Into the Unknome: Scientists at MRC LMB in Cambridge create database ranking human proteins by how little we know about them
Scientists at the MRC Laboratory of Molecular Biology (LMB) in Cambridge have taken a leap into the unknown – or rather the Unknome – to show just how little we know about thousands of proteins that make up our cells and tissues.
Despite extensive research since the release of the first draft of the human genome sequence in 2000, the functions of many of these proteins remain a mystery.
They could be involved in areas of biological function that we have yet to explore – but research tends to focus on proteins that are well understood already.
Researchers in Sean Munro’s group in the LMB’s Cell Biology Division have now created the Unknome database of all 20,000 or so human proteins which our DNA contains instructions to make. It ranks them based on how little is known about them.
It was built by Tim Stevens, a senior investigator scientist working with Sean, and statistical analysis was performed by Rajen Shah from the University of Cambridge.
Beginning with a list of all human proteins, they collected the information that is available about their function or the function of the closely related proteins from model organisms such mice, flies or yeast.
They assigned each protein a ‘knownness’ score, depending on the quantity of available knowledge, and have made the resulting database both publicly available – at http://unknome.org – and customisable.
The value of the database was then assessed by João Rocha, Satish Arcot Jayaram and Nadine Muschalik, working with Matthew Freeman – a former LMB group leader who is now head of the Sir William Dunn School of Pathology at the University of Oxford – by performing functional screens on a subset of proteins in the database.
They selected 260 genes in humans for which there is almost no knowledge of function, but which have comparable genes in fruit flies.
Using RNA interference techniques, they removed the corresponding proteins from fruit flies and found that more than a quarter are essential for flies to live.

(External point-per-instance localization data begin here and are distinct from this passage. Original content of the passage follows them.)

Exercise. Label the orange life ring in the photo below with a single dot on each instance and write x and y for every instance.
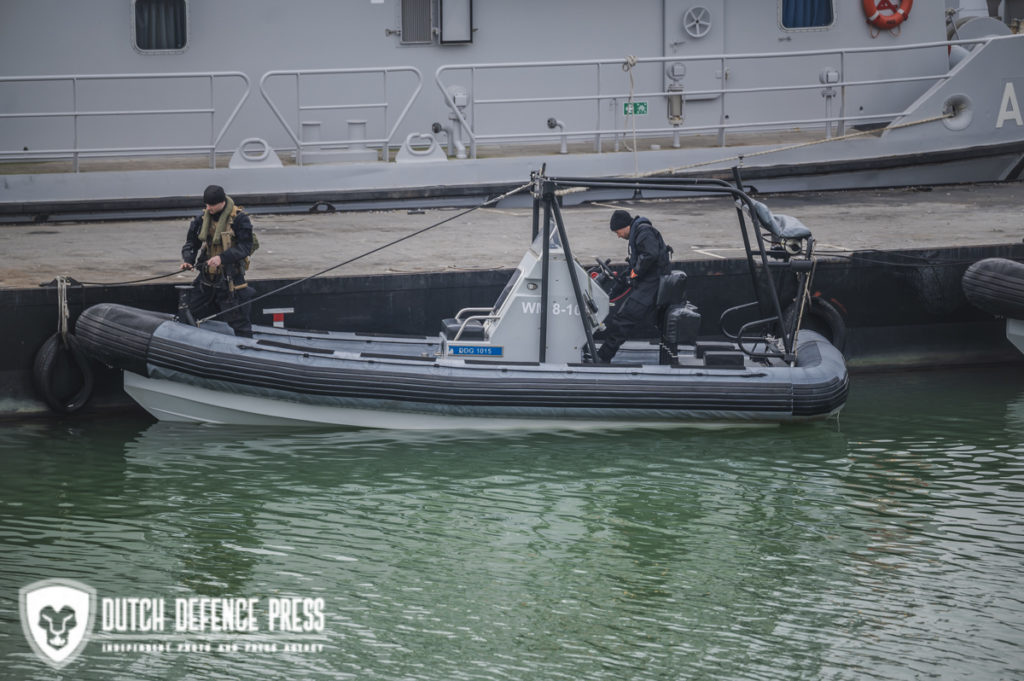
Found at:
(873, 9)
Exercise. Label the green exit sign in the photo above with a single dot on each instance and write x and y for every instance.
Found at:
(635, 109)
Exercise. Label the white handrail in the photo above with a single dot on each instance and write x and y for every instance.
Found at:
(298, 74)
(471, 115)
(76, 151)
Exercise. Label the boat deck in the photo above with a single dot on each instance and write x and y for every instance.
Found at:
(298, 245)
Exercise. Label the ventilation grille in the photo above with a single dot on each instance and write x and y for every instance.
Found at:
(416, 25)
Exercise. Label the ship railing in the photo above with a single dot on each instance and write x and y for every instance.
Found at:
(472, 111)
(349, 99)
(79, 112)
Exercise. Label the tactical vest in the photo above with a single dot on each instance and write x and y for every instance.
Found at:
(219, 237)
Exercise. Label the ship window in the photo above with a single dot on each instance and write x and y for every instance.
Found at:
(161, 26)
(417, 24)
(807, 13)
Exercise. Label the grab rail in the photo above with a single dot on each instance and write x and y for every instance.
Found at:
(300, 108)
(472, 115)
(78, 112)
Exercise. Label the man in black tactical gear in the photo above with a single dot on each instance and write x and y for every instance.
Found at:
(635, 294)
(218, 244)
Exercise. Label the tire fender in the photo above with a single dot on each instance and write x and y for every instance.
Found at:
(46, 371)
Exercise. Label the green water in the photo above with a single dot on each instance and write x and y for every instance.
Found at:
(887, 546)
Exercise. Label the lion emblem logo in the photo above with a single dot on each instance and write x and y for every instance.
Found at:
(57, 618)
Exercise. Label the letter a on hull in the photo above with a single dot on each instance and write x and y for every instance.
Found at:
(57, 618)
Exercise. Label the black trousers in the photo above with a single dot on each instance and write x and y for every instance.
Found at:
(629, 314)
(207, 299)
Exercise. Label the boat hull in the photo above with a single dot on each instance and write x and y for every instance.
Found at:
(180, 373)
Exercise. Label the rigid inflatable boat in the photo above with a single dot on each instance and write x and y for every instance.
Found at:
(504, 366)
(996, 286)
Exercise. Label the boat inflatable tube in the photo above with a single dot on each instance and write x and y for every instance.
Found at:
(57, 366)
(332, 373)
(996, 286)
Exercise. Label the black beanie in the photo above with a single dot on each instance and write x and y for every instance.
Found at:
(214, 195)
(621, 219)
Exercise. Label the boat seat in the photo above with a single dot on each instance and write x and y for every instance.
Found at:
(473, 330)
(702, 347)
(672, 288)
(782, 226)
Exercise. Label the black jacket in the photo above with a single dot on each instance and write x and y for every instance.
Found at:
(232, 257)
(649, 258)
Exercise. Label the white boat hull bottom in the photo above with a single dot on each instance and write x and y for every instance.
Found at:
(171, 400)
(1015, 332)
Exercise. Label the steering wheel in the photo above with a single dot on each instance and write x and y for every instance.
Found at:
(605, 269)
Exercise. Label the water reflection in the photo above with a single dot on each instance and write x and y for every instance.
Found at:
(887, 546)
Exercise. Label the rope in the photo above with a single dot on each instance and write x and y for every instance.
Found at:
(372, 251)
(631, 60)
(62, 313)
(137, 281)
(805, 299)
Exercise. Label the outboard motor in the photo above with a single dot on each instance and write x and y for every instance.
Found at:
(678, 321)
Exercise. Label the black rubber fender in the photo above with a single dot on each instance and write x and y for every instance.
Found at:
(54, 366)
(819, 315)
(996, 286)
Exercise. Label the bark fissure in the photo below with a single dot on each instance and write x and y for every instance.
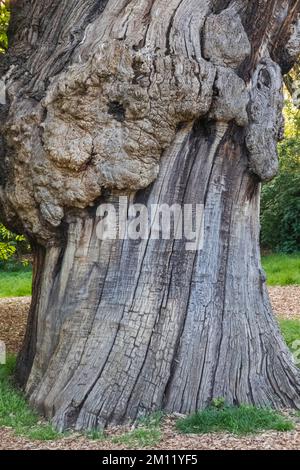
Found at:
(174, 102)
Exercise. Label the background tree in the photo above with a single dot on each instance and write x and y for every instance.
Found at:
(280, 206)
(166, 102)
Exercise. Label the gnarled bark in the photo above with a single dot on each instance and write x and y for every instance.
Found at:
(167, 102)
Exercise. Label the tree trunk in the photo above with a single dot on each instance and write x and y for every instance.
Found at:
(175, 102)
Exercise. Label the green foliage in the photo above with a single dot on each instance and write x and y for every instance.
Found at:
(16, 283)
(280, 207)
(146, 434)
(4, 21)
(291, 331)
(218, 403)
(236, 420)
(15, 412)
(282, 270)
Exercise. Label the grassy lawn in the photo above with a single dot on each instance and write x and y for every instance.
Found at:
(282, 270)
(15, 283)
(291, 331)
(15, 412)
(236, 420)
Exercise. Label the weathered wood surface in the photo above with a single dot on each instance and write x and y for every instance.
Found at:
(176, 101)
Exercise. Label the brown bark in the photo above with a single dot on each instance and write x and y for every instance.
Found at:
(140, 103)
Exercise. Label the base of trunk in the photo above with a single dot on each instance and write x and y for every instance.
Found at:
(122, 328)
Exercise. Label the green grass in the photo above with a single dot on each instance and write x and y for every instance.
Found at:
(291, 331)
(236, 420)
(15, 412)
(15, 283)
(282, 270)
(147, 433)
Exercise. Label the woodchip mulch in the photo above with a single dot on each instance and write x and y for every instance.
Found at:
(13, 316)
(171, 440)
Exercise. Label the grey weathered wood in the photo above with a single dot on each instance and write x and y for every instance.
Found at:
(174, 101)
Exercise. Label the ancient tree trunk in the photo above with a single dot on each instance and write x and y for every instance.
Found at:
(174, 102)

Further screens showed that a significant fraction of the remaining proteins contribute to important functions, such as fertility, development, tissue growth, protein quality control or stress resistance.
The work suggested that significant and unexplored biology is encoded in neglected parts of the proteome – our set of proteins. LMB researchers hope the Unknome database offers a method to focus on the proteins and a valuable resource for guiding biological studies.
Reporting their work in PLOS Biology, they say: “Analysis of publication trends has revealed that research efforts continue to focus on genes and proteins of known function, with similar trends seen in gene and protein annotation databases.
“This is despite clear evidence from studies of gene expression and genetic variation that many of the poorly characterised proteins are linked to disease, including those that are eminently druggable.
“Indeed, it has long been argued that ignorance can drive scientific advance.”
They offer a number of reasons why research has typically focused on proteins for which there is existing knowledge.
“Clearly, funding and peer-review systems are more likely to support research on proteins with prior evidence for functional or clinical importance, and individual perception of project risk seems likely to also contribute,” the researchers say.
“In addition, scientific factors have been proposed, including a lack of specific reagents like antibodies or small molecule inhibitors, and a tendency to focus on proteins that are abundant and widely expressed and so likely to be present in cell lines and model organisms. Finally, some genes may have roles that are not relevant to laboratory conditions.”
And they warn: “This inadvertent neglect of the unknown is clear and does not appear to be diminishing. This has led to concern that important fundamental or clinical insight, as well as potential for therapeutic intervention, is being missed.”
Noting that unlike most databases, this one should shrink over time as we finally learn more about human proteins, they conclude: “We find that accurately evaluating ignorance about gene function provides a valuable resource for guiding biological studies and may even be important for determining strategies to efficiently fund science.”